🤖 AI Summary
Instance-dependent preference reversal—where human annotators inconsistently rank the same response pair across different contexts—is prevalent in preference labeling, severely degrading RLHF data quality and undermining alignment robustness. Method: We propose a robust alignment framework for noisy preferences: (i) we explicitly model instance-specific reversal probability and integrate it into the Bradley–Terry preference likelihood; (ii) we design an iterative, DPO-compatible robust optimization algorithm that jointly leverages human intent decomposition and feature-driven uncertainty estimation. Crucially, our method requires no modification to existing training pipelines.
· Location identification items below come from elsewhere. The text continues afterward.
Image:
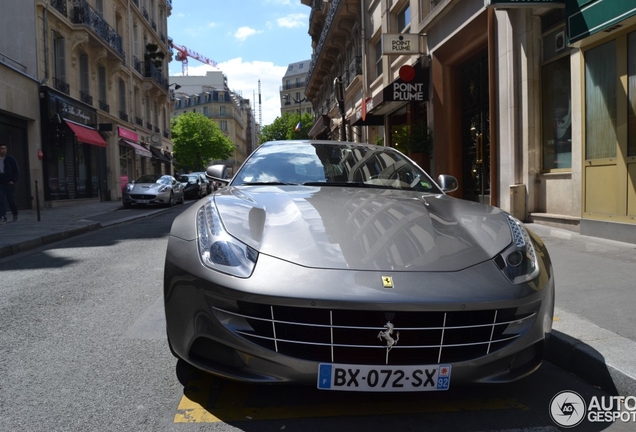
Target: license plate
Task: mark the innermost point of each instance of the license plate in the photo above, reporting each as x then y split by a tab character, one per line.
368	378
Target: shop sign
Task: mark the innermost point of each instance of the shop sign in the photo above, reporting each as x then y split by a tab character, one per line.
128	134
411	86
403	43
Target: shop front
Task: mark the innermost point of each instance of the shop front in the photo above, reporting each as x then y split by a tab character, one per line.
73	151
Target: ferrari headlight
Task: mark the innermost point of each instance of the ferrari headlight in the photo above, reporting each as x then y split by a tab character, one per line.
219	250
519	262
Contribution/Results: Extensive experiments under varying reversal intensities demonstrate that our approach significantly outperforms baselines in preference accuracy, training stability, and convergence speed—validating both its effectiveness and practical deployability in real-world RLHF settings.
📝 Abstract
Quality of datasets plays an important role in large language model (LLM) alignment. In collecting human feedback, however, preference flipping is ubiquitous and causes corruption in data annotation; the issue necessitates the alignment algorithms with improved robustness against potential flipped pairs. To this end, this paper introduces a Flipping-Aware Direct Preference Optimization (FA-DPO) algorithm tailored to preference flipping from a reinforcement learning with human feedback (RLHF) perspective. We dissect the inherent human intention model and the preference flipping mechanism introduced by external factors as two distinct stages; in the latter, we introduce an instance-dependent flipping probability on the basis of the Bradley-Terry (BT) model. Further, by leveraging features relevant to preference annotation, we capture uncertainty in judgments and model preference flipping patterns. In practice, we design a simple yet efficient iterative optimization algorithm compatible with the original RLHF and DPO algorithms. In our experiments, we investigate the instance-dependent preference flipping model under multiple circumstances for evaluation of our proposed method, as well as other baseline methods.